Although Perry has not completed the paperwork for his transfer, he said he decided to go to Fullerton in part because USC’s NCAA limit of baseball scholarships for next year already had been reached. He had been attending USC on a football scholarship.
Said USC baseball Coach Mike Gillespie: “Our money is gone. Our hands are tied. There was nothing we could do. That’s a pretty good athlete to have leave. He’s a very special athlete, with remarkable gifts.”
Perry said “it would have been nice to stay at USC,” but emphasized that Fullerton’s baseball program--for which he will be eligible immediately--is on par with USC’s, and said Orange County is home. Paying to attend USC out of his own pocket was out of the question, he said.

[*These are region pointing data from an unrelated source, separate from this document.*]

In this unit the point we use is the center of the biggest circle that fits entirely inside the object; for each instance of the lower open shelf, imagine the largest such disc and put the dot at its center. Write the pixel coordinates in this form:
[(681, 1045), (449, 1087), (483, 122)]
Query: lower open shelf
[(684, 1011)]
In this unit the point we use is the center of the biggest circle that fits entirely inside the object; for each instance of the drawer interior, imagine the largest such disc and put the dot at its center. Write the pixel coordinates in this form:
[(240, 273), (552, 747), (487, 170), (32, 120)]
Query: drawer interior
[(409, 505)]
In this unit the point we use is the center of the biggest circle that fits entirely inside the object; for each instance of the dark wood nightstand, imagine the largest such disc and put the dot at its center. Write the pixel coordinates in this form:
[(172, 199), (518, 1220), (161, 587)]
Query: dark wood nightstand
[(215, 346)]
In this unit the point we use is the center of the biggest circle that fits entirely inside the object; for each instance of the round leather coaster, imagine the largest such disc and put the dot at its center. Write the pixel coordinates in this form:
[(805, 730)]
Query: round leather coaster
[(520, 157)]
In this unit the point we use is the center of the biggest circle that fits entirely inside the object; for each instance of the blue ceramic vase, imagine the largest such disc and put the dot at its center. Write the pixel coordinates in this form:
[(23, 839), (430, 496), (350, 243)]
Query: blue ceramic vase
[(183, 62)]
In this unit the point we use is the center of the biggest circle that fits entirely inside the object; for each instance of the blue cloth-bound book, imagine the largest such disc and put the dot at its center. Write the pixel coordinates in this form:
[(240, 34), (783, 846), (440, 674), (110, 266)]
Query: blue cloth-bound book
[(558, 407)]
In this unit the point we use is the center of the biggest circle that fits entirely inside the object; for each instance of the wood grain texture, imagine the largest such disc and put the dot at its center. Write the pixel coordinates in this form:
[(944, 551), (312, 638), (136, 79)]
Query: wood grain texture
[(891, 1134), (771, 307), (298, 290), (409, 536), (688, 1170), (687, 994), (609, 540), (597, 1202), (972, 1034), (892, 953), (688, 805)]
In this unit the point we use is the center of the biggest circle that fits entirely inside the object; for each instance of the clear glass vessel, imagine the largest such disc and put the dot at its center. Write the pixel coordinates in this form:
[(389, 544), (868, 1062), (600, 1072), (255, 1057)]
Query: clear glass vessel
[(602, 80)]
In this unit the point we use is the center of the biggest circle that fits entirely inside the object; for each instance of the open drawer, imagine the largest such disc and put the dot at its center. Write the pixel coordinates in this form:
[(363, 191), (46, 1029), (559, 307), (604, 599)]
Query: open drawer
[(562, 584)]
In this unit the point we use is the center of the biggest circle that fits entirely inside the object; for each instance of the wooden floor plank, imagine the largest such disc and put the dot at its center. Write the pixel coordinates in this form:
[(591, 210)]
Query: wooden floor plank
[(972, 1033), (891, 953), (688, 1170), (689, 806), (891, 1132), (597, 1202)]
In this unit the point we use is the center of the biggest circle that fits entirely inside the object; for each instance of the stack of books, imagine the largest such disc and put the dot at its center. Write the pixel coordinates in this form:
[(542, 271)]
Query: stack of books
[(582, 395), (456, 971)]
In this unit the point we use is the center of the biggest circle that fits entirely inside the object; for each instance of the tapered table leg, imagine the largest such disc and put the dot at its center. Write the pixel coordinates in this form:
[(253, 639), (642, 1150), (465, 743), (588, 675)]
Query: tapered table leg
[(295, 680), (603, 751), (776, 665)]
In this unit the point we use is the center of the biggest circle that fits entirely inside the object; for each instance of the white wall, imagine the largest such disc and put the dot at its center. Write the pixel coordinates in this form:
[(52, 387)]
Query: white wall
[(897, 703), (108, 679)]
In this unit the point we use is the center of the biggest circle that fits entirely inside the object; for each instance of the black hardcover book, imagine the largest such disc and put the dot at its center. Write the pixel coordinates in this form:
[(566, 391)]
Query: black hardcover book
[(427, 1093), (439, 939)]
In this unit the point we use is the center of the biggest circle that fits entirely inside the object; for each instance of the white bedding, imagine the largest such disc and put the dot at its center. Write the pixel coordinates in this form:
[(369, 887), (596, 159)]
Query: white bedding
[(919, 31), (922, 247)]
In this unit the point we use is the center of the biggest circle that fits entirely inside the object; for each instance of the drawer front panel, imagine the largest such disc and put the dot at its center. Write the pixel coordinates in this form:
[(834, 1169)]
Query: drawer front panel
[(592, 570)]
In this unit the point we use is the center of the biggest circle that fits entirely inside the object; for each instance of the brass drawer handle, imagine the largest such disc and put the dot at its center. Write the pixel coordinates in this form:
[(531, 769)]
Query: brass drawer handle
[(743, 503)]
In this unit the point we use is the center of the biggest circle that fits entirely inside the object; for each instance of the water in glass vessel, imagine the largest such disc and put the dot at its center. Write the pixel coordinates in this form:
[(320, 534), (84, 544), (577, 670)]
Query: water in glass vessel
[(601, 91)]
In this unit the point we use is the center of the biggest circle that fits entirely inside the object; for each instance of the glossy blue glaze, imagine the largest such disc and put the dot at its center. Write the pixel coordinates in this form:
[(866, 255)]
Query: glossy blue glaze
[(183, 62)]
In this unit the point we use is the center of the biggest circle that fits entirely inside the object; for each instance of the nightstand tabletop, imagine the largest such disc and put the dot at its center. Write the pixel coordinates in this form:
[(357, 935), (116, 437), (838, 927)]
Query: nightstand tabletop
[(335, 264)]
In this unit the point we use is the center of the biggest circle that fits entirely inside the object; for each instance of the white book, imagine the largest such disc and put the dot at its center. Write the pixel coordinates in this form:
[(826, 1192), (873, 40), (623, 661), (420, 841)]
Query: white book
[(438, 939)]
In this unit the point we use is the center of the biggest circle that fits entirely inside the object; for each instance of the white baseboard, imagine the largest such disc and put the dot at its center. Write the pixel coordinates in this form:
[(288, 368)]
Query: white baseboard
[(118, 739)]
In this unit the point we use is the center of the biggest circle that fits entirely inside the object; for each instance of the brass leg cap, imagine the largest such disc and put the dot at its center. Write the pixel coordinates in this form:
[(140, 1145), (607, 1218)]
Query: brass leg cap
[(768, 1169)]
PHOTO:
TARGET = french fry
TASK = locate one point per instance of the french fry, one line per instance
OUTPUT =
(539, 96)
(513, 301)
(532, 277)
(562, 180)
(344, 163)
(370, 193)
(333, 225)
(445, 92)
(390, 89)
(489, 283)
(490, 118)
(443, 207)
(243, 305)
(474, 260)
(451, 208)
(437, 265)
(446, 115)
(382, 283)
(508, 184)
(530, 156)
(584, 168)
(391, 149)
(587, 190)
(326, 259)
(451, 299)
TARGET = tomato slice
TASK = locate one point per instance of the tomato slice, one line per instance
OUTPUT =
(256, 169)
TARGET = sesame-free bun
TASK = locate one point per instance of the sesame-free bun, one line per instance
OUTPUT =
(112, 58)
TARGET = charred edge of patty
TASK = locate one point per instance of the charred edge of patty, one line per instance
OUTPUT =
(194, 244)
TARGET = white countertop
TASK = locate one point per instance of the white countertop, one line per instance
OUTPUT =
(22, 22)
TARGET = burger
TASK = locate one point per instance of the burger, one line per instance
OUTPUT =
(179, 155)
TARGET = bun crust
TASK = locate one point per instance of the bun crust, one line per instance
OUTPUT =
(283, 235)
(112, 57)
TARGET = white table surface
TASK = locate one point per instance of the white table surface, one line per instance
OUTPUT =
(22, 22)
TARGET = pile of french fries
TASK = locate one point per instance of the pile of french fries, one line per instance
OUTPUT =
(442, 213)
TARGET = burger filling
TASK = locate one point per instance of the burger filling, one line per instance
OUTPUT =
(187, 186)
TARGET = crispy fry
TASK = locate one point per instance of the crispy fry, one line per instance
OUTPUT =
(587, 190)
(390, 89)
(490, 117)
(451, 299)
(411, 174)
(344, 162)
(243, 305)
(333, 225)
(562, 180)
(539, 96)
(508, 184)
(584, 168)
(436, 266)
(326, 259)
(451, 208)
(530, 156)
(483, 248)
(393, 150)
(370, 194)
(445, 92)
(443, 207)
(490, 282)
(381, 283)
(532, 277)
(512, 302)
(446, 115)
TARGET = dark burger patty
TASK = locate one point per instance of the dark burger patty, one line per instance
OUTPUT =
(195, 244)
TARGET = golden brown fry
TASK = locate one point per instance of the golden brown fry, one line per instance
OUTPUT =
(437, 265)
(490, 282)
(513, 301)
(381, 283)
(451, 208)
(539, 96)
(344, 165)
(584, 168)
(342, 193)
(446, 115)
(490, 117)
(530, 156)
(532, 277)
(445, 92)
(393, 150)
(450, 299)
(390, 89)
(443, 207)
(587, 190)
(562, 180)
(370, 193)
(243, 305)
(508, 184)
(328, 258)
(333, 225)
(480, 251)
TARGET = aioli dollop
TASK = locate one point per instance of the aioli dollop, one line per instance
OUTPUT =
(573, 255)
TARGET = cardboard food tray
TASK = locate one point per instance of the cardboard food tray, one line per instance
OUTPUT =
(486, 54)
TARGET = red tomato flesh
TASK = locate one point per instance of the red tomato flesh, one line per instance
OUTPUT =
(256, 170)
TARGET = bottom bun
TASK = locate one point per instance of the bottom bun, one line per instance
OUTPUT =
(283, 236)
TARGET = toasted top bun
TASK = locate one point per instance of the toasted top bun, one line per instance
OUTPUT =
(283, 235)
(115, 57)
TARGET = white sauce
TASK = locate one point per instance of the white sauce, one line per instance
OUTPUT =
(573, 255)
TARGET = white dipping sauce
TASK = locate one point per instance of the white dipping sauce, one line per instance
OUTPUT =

“I’d never be able to do that. It was a situation where I was going to need a scholarship.”
Perry’s departure is a blow to another Trojan team as well--although the football squad won’t feel it as sharply this year, with receivers R. Jay Soward, Billy Miller and Mike Bastianelli returning.
“The problem is next year,” football Coach Paul Hackett said, adding he was “very disappointed” about Perry’s decision, calling it “a tough one.”
Perry said it was tough for him, too.
“If I can help it, I’m not going to watch any ‘SC football games,” he said. “But I’m sure I’ll be watching TV and one will pop on and I’ll get that feeling in my stomach. I’ll have to go on. Right now, I’m a baseball player.”